Un arqueólogo y una grafóloga nos hemos unido en este viaje para conocer cómo fue aquel extraordinario hallazgo y excavar en las profundidades de la personalidad Carter a través de su escritura.

26 de noviembre de 1922. Howard Carter da luz al maravilloso tesoro escondido en una de las cámaras funerarias de Tutankamon. Acaba de hacer historia junto a su mecenas, Lord Carnarvon. Sarcófagos, carros de guerra, tronos, máscaras, camas doradas, esculturas, vasos canopos… Más de 5.000 piezas (muchas de oro) componen el menaje de ultratumba que el faraón se había llevado con él, y que Carter y su equipo se dedican a inventariar durante ocho largos años.

Anaqueles enteros se han escrito sobre el hallazgo más espectacular de la historia de la Arqueología. Carter con su dedicación y Lord Carnarvon con sus fondos acapararon portadas de medio mundo. El periódico The Times publicó hasta tres artículos semanales, dando cuenta de los trabajos, y la egiptomanía se puso de moda.

Desde Napoleón, el interés por el Egipto faraónico no había cesado. Los primeros que intentaron regular las excavaciones y la compraventa de piezas arqueológicas fueron el italiano Belzoni y los franceses Mariette y Masperó. A Mariette se le recuerda por haber instituido el “sistema de partage”, que obligaba a entregar la mitad de las reliquias descubiertas a condición de que las más destacadas no salieran del país. Lord Carnarvon quiso hacer valer también este sistema, que ya había tenido precedente con el busto de Nefertiti.

Aunque la excavación fue metódica, no pasará a la historia por su empaque científico. Hoy sería impensable, pero, en aquel tiempo, los arqueólogos tenían aún un perfil autodidacta y su vocación estaba muy por encima de su formación académica. Quizás por eso se consideró a Carter como un oportunista, premiado por un golpe de suerte. Alcanzó fama mundial, pero también vivió cómo su reconocimiento se iba diluyendo. Muestra de su ocaso es que tan solo acudieron nueve personas a su entierro, en marzo de 1939. Un triste corolario para (seguramente) el arqueólogo más mencionado en los anales de los grandes descubrimientos.

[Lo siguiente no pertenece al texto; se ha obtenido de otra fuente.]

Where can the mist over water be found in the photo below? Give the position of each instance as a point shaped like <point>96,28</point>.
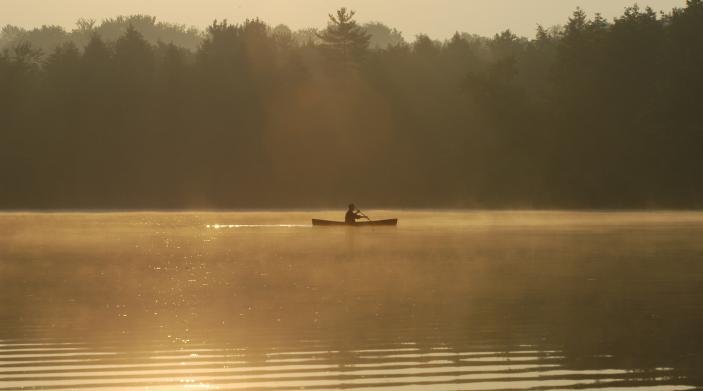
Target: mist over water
<point>263,300</point>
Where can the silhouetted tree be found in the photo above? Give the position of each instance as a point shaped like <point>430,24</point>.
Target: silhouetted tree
<point>343,39</point>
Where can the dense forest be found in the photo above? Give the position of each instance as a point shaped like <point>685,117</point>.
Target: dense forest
<point>134,113</point>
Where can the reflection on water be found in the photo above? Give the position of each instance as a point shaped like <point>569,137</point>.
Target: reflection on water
<point>445,301</point>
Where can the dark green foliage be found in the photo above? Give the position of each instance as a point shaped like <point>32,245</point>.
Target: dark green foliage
<point>595,113</point>
<point>344,40</point>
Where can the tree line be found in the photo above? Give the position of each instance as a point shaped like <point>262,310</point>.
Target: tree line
<point>593,114</point>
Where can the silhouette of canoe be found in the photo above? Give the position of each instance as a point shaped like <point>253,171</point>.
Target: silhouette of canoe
<point>327,223</point>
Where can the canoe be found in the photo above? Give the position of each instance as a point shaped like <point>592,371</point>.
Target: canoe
<point>327,223</point>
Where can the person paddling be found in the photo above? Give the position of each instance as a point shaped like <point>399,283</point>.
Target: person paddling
<point>353,214</point>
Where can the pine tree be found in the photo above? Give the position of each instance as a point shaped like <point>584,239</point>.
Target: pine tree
<point>344,39</point>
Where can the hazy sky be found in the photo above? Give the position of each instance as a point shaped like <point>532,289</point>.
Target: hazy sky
<point>438,18</point>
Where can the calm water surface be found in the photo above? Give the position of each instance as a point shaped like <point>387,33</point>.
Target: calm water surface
<point>445,301</point>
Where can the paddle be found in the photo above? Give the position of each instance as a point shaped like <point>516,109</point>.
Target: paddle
<point>363,215</point>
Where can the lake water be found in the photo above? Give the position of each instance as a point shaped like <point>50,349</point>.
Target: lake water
<point>262,300</point>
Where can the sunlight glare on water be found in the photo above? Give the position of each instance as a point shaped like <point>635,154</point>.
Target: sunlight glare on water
<point>263,300</point>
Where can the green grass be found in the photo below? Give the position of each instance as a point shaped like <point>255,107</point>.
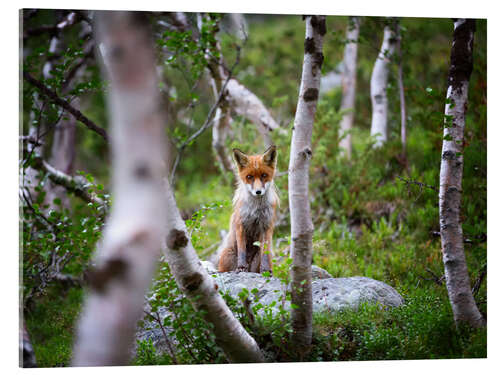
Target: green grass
<point>423,328</point>
<point>51,325</point>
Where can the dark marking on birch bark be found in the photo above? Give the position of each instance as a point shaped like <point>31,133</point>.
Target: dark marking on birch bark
<point>99,278</point>
<point>461,55</point>
<point>319,58</point>
<point>310,95</point>
<point>117,53</point>
<point>192,281</point>
<point>142,172</point>
<point>309,46</point>
<point>306,153</point>
<point>319,25</point>
<point>449,155</point>
<point>176,239</point>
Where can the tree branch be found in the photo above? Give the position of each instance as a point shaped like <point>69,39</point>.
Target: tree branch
<point>208,121</point>
<point>52,95</point>
<point>78,186</point>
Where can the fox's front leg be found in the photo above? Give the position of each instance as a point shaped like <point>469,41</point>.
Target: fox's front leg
<point>265,263</point>
<point>241,244</point>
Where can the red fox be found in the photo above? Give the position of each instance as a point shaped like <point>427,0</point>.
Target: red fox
<point>247,247</point>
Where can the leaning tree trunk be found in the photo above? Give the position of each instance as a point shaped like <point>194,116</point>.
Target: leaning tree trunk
<point>298,184</point>
<point>378,87</point>
<point>450,179</point>
<point>349,84</point>
<point>135,230</point>
<point>402,102</point>
<point>201,290</point>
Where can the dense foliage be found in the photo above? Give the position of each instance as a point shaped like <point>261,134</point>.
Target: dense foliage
<point>370,218</point>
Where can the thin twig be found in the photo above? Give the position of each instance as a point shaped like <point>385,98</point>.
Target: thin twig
<point>79,187</point>
<point>52,95</point>
<point>479,280</point>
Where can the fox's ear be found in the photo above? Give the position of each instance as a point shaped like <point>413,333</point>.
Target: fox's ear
<point>270,156</point>
<point>240,158</point>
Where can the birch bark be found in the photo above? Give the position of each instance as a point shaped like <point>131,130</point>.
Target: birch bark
<point>298,183</point>
<point>402,101</point>
<point>349,84</point>
<point>201,290</point>
<point>378,87</point>
<point>135,230</point>
<point>450,180</point>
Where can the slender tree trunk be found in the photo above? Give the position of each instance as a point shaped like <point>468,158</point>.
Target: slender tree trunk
<point>378,87</point>
<point>135,230</point>
<point>450,180</point>
<point>349,84</point>
<point>201,290</point>
<point>402,101</point>
<point>298,183</point>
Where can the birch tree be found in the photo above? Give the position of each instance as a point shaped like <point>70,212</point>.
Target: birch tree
<point>378,87</point>
<point>402,101</point>
<point>349,84</point>
<point>450,179</point>
<point>298,183</point>
<point>194,281</point>
<point>135,230</point>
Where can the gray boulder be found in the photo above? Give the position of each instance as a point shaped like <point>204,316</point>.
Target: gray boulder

La personalidad de Carter siempre ha resultado un misterio para los historiadores. Muchos le han definido como un ser solitario, ambicioso e irascible, pero ¿cómo era en realidad? A través de su estudio grafológico podemos descubrir algunos de sus secretos.

Carter cumplía a rajatabla con el perfil del arqueólogo tenaz y paciente, meticuloso, detallista y amante de la estética. En palabras de su biógrafo, Thomas Hoving, “estaba obsesionado con el método”. Esto lo corroboran las grafías minuciosas y menudas que abundan en su diario de la excavación, y el esmero en la organización de las páginas, combinando dibujos con letras. Como buen hombre de ciencia, destacaba por la capacidad de análisis y la palmaria habilidad lógico-matemática de su mente inquieta.

Poseía una mente creativa e ingeniosa, y un notable razonamiento estratégico, con facilidad para la respuesta rápida y para la improvisación.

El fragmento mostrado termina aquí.